Texto de Domingos da Cruz | Fonte: Folha 8

De acordo com a Carta das Nações Unidas e a Declaração sobre o Direito ao Desenvolvimento, os Estados devem promover a cooperação internacional em vários campos. Esta cooperação também visa o desenvolvimento dos povos. Naqueles casos em que algum Estado tem dificuldades de concretizar os direitos para as suas crianças, à luz destes dois instrumentos de Direito Internacional, pode solicitar a cooperação, a solidariedade e auxílio internacional para retirar as crianças de uma situação abjecta como é o caso destas que vivem extraindo pedras.
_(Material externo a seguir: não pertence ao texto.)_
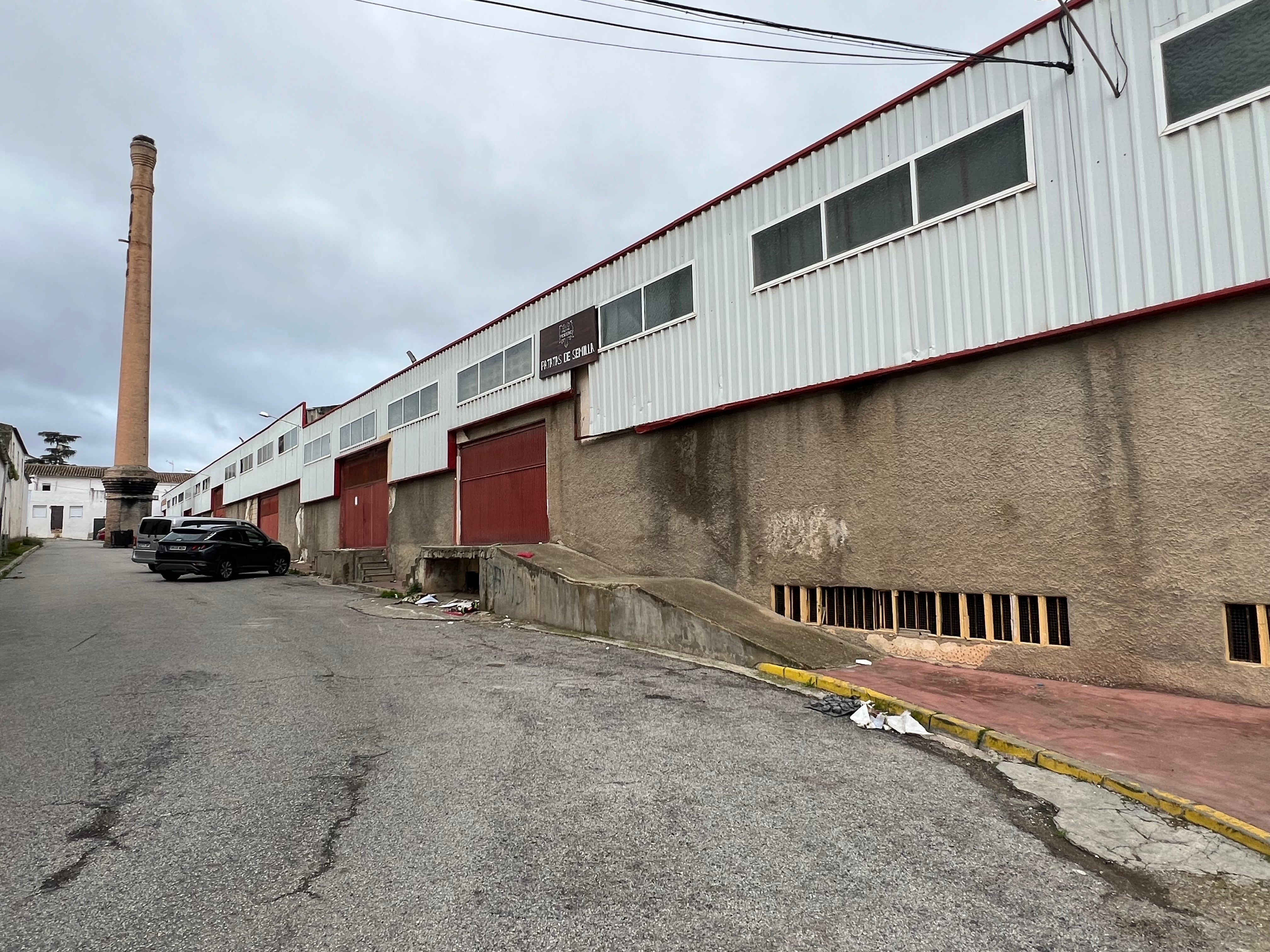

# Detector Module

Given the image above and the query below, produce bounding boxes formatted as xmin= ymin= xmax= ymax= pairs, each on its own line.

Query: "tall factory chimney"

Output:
xmin=102 ymin=136 xmax=159 ymax=546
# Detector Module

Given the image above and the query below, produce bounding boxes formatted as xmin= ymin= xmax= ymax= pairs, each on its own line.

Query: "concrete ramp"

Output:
xmin=480 ymin=545 xmax=874 ymax=668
Mas para o caso de Angola, sabe-se com clareza que não faltam recursos financeiros para que as crianças não sejam aviltadas na sua dignidade. Falta distribuição justa da riqueza e políticas públicas que tenham as crianças no centro do desenvolvimento. Como diria Mandela, tal como «a pobreza não é um acidente, assim como a escravidão e o apartheid, a pobreza foi criada pelo homem e pode ser removida pelas acções dos seres humanos».
Se com Mandela aprendemos que a pobreza é criação humana (parece que desta constatação os angolanos não duvidam), com o filósofo holandês, Rob Riemen, aprendemos que a solução para a pobreza não virá da classe hegemónica e dominante: «a classe dominante nunca será capaz de resolver a crise porque ela é a crise, [ora, causa e
criadora da pobreza]».
A dimensão personalista, em relação estreita com a dimensão internacional do direito ao desenvolvimento é expressa pelo antigo Secretário-geral da ONU, quando afirmou que «os direitos dos indivíduos e os direitos dos povos é uma dimensão da soberania universal, que reside em toda a humanidade e que permite aos povos um envolvimento legítimo em questões que afectam o mundo como um todo. É um movimento que, cada vez mais, encontra expressão na gradual expansão do Direito Internacional» (BOUTROS-GHALI, 1992/1993: 98-99).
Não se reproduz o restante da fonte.